Affonso V, de Portugal, regressando de Ceuta em 1464, desembarcou em Tavira, e dirigindo-se para o Alemtejo, passou a paschoa em Evora. D’ahi, com alguns senhores e fidalgos escolhidos secretamente, diz Ruy de Pina, foi em romaria a Santa Maria de Guadalupe, onde se avistou com sua irmã D. Joanna e com Henrique IV, de Castella.
O assumpto d’esta entrevista não era novo. Tratava-se de mais uma alliança conjugal entre as duas casas reinantes de Portugal e Castella.
Já em Gibraltar se tinham avistado Affonso V e Henrique IV, para identico fim, no mez de janeiro, ao tempo da desastrosa escalada de Tanger, ficando concertado que, a infanta D. Isabel casasse com el-rei D. Affonso V, e a princeza das Asturias com o principe D. João, de Portugal, seu primo.[6]
Na conferencia da paschoa, em Guadalupe, tiveram os dois monarchas, bem como a rainha D. Joanna, as mesmas praticas e accordos de Gibraltar sobre casamentos e lianças, diz Ruy de Pina.[7] Esta nova conferencia, tão proxima da outra, revela apenas o desejo que Henrique IV tinha de encontrar em Affonso V, seu cunhado, um alliado que o protegesse contra as revoltosas peripecias da politica de Castella, cada vez mais agitada.
Henrique IV fizera a jornada de Guadalupe sem ouvir previamente o seu antigo valido marquez de Vilhena, que principiava a decahir rapidamente, offuscado por Beltrão de Lacueva, o novo astro da côrte. Vilhena não perdoara a affronta, e aproveitara a ausencia do rei para conspirar contra elle de parceria com o arcebispo de Toledo.
O almirante D. Fradique e seu filho, os condes de Benavente, Placencia, Alba e Paredes, o bispo de Coria e outros prelados, varios senhores e cavalleiros adheriram á conspiração. O mestre de Calatrava, irmão do marquez de Vilhena, propuzera-se sublevar a Andaluzia contra o rei.
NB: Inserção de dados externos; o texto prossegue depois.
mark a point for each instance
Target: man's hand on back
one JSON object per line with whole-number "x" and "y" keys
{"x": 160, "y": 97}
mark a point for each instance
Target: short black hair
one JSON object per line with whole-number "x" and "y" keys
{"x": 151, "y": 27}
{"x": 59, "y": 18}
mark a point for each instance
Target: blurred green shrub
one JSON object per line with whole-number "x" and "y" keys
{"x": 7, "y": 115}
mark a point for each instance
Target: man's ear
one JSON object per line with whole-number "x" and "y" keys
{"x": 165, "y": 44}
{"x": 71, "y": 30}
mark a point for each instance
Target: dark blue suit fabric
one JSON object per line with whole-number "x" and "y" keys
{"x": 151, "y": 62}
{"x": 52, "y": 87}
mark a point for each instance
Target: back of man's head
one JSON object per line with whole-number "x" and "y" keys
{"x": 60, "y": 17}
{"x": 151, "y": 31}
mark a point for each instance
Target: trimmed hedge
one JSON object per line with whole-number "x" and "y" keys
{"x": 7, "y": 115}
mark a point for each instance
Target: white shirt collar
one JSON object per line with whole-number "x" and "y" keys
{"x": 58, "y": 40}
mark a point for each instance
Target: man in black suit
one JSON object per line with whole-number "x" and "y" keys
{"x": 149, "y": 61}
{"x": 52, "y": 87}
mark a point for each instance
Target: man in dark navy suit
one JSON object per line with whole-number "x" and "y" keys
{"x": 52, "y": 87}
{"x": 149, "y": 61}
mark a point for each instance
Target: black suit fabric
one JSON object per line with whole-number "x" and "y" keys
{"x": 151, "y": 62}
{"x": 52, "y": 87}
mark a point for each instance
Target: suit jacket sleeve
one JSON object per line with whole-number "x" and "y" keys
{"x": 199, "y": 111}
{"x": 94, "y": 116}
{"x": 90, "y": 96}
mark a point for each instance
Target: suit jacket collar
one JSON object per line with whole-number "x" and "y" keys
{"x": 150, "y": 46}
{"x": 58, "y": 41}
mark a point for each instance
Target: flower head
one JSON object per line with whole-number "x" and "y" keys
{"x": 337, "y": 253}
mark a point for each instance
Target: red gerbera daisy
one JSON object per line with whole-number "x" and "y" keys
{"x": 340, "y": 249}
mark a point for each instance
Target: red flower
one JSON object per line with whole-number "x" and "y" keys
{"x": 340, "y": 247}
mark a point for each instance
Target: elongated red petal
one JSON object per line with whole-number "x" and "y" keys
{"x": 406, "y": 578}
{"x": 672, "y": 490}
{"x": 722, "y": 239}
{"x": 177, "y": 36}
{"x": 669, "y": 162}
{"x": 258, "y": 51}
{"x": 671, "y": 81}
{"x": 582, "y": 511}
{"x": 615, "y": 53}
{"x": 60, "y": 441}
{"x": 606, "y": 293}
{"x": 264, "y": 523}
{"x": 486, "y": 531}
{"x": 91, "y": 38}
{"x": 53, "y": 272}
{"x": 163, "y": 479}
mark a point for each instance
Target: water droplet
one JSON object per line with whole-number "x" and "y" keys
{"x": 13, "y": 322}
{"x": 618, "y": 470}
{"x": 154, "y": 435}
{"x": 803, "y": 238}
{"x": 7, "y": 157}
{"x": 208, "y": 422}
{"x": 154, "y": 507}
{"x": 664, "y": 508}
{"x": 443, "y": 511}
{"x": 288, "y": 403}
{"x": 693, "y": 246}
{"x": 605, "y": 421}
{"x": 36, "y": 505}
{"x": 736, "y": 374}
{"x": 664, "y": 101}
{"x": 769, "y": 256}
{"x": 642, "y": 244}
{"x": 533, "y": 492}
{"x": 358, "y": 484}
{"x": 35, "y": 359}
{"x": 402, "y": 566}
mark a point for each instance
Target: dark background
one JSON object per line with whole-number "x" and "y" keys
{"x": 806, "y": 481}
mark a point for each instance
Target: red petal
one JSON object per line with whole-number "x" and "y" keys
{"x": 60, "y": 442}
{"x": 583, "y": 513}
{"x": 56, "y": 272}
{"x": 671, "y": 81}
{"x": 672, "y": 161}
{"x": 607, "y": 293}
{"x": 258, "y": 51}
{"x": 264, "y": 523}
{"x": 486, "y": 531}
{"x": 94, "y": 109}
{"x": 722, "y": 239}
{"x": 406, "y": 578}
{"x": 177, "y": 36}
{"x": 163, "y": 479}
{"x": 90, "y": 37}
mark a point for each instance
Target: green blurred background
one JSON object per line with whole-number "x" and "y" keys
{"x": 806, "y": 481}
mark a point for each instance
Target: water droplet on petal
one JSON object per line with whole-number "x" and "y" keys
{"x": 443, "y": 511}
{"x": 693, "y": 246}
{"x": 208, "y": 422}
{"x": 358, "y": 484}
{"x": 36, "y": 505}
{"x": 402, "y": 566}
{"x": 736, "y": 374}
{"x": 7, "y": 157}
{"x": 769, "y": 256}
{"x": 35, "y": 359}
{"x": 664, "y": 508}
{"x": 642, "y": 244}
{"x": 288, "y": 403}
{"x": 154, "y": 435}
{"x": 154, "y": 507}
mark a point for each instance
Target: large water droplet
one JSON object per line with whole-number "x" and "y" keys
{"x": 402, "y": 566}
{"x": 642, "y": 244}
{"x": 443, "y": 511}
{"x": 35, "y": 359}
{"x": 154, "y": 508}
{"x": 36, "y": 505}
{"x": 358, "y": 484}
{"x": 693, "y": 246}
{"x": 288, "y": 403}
D. Henrique, surprehendido com este acontecimento, acobardou-se, e propoz aos conspiradores que voltassem á côrte, que elle os informaria de tudo o que se tinha passado com o rei de Portugal. Bem conheciam elles a fraqueza do monarcha castelhano! Porisso responderam á proposta de Henrique IV impondo condições, uma das quaes era a prisão do arcebispo de Sevilha, que João Pacheco inculcava como figadal inimigo do rei. Esta denuncia não passava de um ardil do marquez de Vilhena, porque elle proprio mandara prevenir o arcebispo de que Henrique IV intentava prendel-o. E assim conseguiria indispor contra o rei um prelado poderoso. Tal era o plano de Vilhena: isolar o rei, indispondo-o com os seus mais dedicados amigos.
A fraqueza do rei alentava a ousadia dos conspiradores.
«Uma noite, conta Lafuente, achando-se (Henrique IV) no seu palacio, ouviu cahir com estrondo as portas do regio alcaçar, e ruido e alvoroto de gentes que penetravam no palacio. Aturdido, o rei refugiou-se n’um pequeno retrete em companhia de D. Beltrão de Lacueva, conde de Ledesma.»